Lets look at each in turn:
Corporate social networking is perfect for the less radical charity’s as the company’s running theses networks wont to be seen to be social responsible and charity’s are the perfect place to be seen to care with out the risk of upsetting sponsors, advertisers and investors.
The more progressive parts of the traditional media, such as the FT have realised the trap they leapt into when building inside Facebook, Twitter etal. And are now back to prioritising building on the open web using HTML5. The less progressive side are now negotiating from a weak postion with these new powerful gatekeepers.
10 years ago Activist media was a worldwide phenomenon, inventing and leading many of the technology and techniques that are now mainstream.
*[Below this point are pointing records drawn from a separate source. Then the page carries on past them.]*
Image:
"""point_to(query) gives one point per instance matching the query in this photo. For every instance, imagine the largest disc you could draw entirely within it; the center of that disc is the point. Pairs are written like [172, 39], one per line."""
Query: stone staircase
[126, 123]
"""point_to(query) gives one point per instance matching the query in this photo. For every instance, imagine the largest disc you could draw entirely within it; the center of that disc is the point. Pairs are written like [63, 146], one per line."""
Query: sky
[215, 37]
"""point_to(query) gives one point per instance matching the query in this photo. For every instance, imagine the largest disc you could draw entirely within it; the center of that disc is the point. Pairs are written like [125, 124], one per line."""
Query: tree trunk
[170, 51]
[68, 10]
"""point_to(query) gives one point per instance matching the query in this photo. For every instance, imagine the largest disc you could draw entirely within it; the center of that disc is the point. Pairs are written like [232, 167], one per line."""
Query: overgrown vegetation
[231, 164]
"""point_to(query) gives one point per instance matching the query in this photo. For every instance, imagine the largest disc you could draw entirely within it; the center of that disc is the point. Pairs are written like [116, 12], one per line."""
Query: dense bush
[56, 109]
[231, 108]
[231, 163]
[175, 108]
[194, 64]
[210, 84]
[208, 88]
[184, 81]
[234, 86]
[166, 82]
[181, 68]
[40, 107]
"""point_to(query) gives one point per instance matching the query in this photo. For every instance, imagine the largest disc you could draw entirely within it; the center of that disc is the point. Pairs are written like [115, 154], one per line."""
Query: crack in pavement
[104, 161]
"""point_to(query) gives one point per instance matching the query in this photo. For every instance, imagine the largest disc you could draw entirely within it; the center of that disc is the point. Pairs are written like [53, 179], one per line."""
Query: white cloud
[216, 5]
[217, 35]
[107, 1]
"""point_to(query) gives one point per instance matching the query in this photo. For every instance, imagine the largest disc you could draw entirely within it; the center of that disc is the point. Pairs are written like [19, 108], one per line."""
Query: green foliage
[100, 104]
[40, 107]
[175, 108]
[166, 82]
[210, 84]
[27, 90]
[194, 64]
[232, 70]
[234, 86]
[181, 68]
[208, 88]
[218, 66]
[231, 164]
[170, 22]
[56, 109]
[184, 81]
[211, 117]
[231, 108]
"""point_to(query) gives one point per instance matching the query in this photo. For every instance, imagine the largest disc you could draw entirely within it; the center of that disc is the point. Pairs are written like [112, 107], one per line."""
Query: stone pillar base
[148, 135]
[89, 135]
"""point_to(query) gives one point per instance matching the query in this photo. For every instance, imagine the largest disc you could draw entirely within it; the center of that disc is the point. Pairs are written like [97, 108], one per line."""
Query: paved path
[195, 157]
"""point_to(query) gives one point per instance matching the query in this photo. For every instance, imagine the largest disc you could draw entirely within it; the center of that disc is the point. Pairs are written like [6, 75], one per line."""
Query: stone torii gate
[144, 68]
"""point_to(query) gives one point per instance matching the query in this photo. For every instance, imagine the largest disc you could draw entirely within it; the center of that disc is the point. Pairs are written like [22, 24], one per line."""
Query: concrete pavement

But two things happened, firstly they got bogged down in “activist process” and on the other the “lifestyle of geek” open-source culture. These together slowed innovation to a stop, the functionality and reach of such new networks as Facebook and Twitter rendered this moribund activist media less relevant to new generations of activists such as the climatecamp media team. Leaving space for the NGO focus embracing of corporate social media on one hand and the manipulation of traditional media on the other as the main ongoing successful strategy.
Were are we now? I was at the party to cover the celebrate of the death of Margaret Thatcher recently in Trafalgar sq. The were hundreds of cameras both video and stills probably as many people filming and documenting as there party goers or police. But almost no radical media made it online, the was a smattering of wonabe mainstream media such as Vice and Demotix. What interested me was running into all the retired activist and the ones that now work for NGO’s it struck me that the is no continuity, no new radical media, it had almost completely ended. Few small exception’s to this are ourselves (visionontv) and ONN who are both small fish.
As I sead at the time, we as activist’s fucked up in two ways: in wholesale embracing of corporate social media and in the narrowing of activist tec into geek lifestyle. Can we learn from this? Its time to reinvent grassroots bottom up media – its not to late.